Cinquante ans de budget communautaire

Le budget est sans doute encore modeste, puisqu’il ne dépasse pas 1% du PNB européen mais il se compare au budget moyen d’un Etat membre et les plus gros contributeurs - l‘Allemagne, la France et le Royaume uni, qui financent la moitié des dépenses- le trouvent à son bon niveau, ce qui ne doit pas être négligé. D’ailleurs, la contribution par habitant n’a cessé d’augmenter : l’équivalent de 100 € par habitant (en euros actualisés) à la fin des années 70, 200 € au début des années 90, 235 € par habitant aujourd’hui.

 

            La structure des dépenses a été bouleversée, le budget a été longtemps écrasé par la seule politique agricole commune (PAC) mais le « colosse budgétaire », comme on l’appelait autrefois, a été vaincu. Les dépenses dites structurelles ont pris le relais et sont désormais à quasi égalité avec les dépenses agricoles. Les deux postes représentent 80 % des dépenses totales. Le budget a aussi fait face à cinq élargissements, chacun ayant laissé son emprunte: les corrections financières après l’adhésion du Royaume uni en 1973, la poussée des aides régionales dans le sillagde l’élargissement de 1986, la dimension environnementales après 1995 et la priorité à la cohésion après 2004. Mais ce sont surtout les réformes adoptées en 1988/1992 qui ont mis fin aux crises budgétaires récurrentes qui empoisonnaient la construction européenne.
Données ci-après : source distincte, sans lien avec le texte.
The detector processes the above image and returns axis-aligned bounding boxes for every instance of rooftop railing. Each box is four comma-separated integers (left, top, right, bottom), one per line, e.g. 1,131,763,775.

En 1988, une nouvelle contribution assise sur le PNB national a garanti le financement du budget et l’introduction d’un cadre financier pluriannuel fixant des plafonds de dépenses annuelles a apporté la paix budgétaire pour cinq ou sept ans. L’appui aux agriculteurs, autre sujet de discorde, a été radicalement modifié en 1992 et 2003, quand les soutiens par les prix et les garanties d’écoulement des produits ont été remplacés par des aides directes aux revenus des producteurs. Le budget n’a cessé d’évoluer même si les orientations jugées plus dynamiques comme les dépenses de recherche peinent encore à s’imposer.

 

            En second lieu, le budget communautaire a été un outil d’intégration. Le budget fédère et conduit la Suède par exemple, à s’intéresser à l’huile d’olive. Initialement entre les mains du seul Conseil, c’est à dire les ministres des Etats membres, le budget est devenu un acte collectif, au carrefour de toutes les légitimités, celle des Etats et celle des peuples. Il fait intervenir toutes les institutions et utilise toutes les procédures: la Commission, le Parlement européen qui vote le budget avec le Conseil depuis 1975, et le Conseil européen chargé de déterminer le cadre financier pluriannuel. Le budget a été également défricheur. Il a été le premier acte dont l’adoption par le Conseil est passée de l’unanimité à la majorité qualifiée -même si le cadre financier reste décidé à l’unanimité-, et l’écu, l’unité de compte utilisée pour le budget, a ouvert la voie à l’euro. Ainsi, en mêlant avancées symboliques (l’embryon d’un impôt européen) et freins sur d’autres secteurs, le budget est une illustration de la construction européenne, chaotique mais finalement assez audacieuse.

 

            Enfin, le budget communautaire s’est avéré un formidable outil de solidarité. Depuis 1988, les subventions des fonds structurels sont le principal outil au service du développement économique des régions les moins prospères ou en difficultés: près de 800 milliards€ (en euros actualisés) auront été affectés à cette fin entre 1989 et 2013. Mais le budget est aussi un instrument de redistribution par le biais des « soldes nets » calculés par différences entre les contributions au budget et les paiements dans les Etats.

 
            Mais la lucidité oblige à reconnaître aussi que tous les Etats veillent avec attention à leur position vis à vis du budget de l’UE. Incontestablement, la situation est très contrastée entre Etats membres. Bien que les aides ne suffisent pas à garantir la croissance économique d’un pays, les 35 milliards et 100 milliards€ -en € actualisés- reçus du budget communautaire par l’Irlande et l’Espagne depuis leur adhésion en 1973 et 1986, ont été et restent de puissants vecteurs d’attraction pour les nouveaux adhérents. Les bénéficiaires veillent à le rester et les contributeurs tendent à réduire leur contribution. Mais ce n’est pas à l’Allemagne, responsable de la commémoration, que l’on pourrait faire des reproches. Depuis 1957, sa contribution nette au budget communautaire, se monte à 250 milliardsd’euros.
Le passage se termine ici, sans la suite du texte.